Au premier regard, la colorimétrie surprend : un mélange de brun lumineux et de beige clair sur des sièges positionnés en 1-2-1 ce qui garantit une totale confidentialité aux passagers. Le principe même du siège "quasi entouré de cloison" est agréable quand on voyage seul. On a le sentiment d’être assez bien isolé de son voisin. Face au fauteuil à l’assise confortable, un très classique écran vidéo de 42 cm équipe les 30 sièges de la cabine. L’offre en films et en programmes musicaux nous apparaît largement suffisante pour la durée du vol. Seul petit reproche, très peu de nouveautés en français sur un vol qui a Paris pour point d’arrivée. Le pitch de 82 inches (un peu plus de 2 mètres) est bien adapté aux voyageurs de grande taille. Idem pour la largeur du siège, 55 cm, qui évite de se sentir à l’étroit. Un emplacement pour les chaussures, un espace de rangement clos sur le côté.

L’organisation du siège est une longue énumération de chiffres : deux prises USB, une prise Ethernet, une prise audio et vidéo, une prise de courant sans oublier un accoudoir latéral rabattable qui permet de stocker lunettes et autres objets de valeur.

La revue de vol annonce la présence du wi-fi à bord. Comme tous les tests que nous avons réalisés à bord du Dreamliner, le résultat est très mauvais. La connexion est particulièrement lente, chère (à partir de 10 $) et permet très difficilement d’accéder à ses mails. L’utilisation du sans fil pour téléphoner est interdite mais dans tous les cas, il nous semble quasi impossible de le faire en l’état de la technologie embarquée proposée par On Air.
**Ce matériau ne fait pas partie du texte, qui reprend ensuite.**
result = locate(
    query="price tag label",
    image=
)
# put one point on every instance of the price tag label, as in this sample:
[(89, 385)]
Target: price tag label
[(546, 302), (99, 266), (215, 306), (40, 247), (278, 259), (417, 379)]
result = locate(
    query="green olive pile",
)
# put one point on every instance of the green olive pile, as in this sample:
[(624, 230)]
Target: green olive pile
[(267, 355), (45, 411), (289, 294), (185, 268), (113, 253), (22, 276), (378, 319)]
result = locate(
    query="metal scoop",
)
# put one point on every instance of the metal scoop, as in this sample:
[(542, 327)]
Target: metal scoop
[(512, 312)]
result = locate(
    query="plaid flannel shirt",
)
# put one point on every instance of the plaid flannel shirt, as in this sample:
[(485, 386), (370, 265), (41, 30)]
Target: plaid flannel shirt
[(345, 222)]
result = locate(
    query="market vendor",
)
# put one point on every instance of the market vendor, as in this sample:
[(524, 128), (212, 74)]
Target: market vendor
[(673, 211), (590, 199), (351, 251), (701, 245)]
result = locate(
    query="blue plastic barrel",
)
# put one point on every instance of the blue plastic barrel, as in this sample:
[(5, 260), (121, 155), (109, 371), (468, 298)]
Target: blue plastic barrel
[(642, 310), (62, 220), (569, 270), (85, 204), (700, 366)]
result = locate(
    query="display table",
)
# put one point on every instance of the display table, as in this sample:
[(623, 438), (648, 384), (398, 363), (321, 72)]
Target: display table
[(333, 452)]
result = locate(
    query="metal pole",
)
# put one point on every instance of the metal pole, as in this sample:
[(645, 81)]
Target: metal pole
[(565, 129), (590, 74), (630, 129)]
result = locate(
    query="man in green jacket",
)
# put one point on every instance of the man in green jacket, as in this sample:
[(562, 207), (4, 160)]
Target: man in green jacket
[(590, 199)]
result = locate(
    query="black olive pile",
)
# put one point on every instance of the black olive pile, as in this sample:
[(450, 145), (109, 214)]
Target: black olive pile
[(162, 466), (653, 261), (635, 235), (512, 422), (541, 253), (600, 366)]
Côté repas à bord, le menu change mais la carte des vins reste identique. Sur le vol retour, nous aurons droit au traditionnel plat omanais, une excellente cuisse d’agneau accompagnée d’un beurre de câpres. Le reste du vol, des rafraichissements et en-cas sont proposés à l’avant de la cabine : sandwich ou légumes grillées accompagnés de quelques sucreries et chips. Notons qu’Oman Air propose un vrai expresso à bord. De quoi reprendre des forces avant d’atterrir.

La conclusion s’impose d’elle-même : Oman Air offre un bon rapport qualité/prix vers l’Asie. La compagnie est une alternative à étudier sérieusement pour les déplacements professionnels vers l'Inde. Les tarifs attractifs devraient séduire les acheteurs à la recherche du best buy.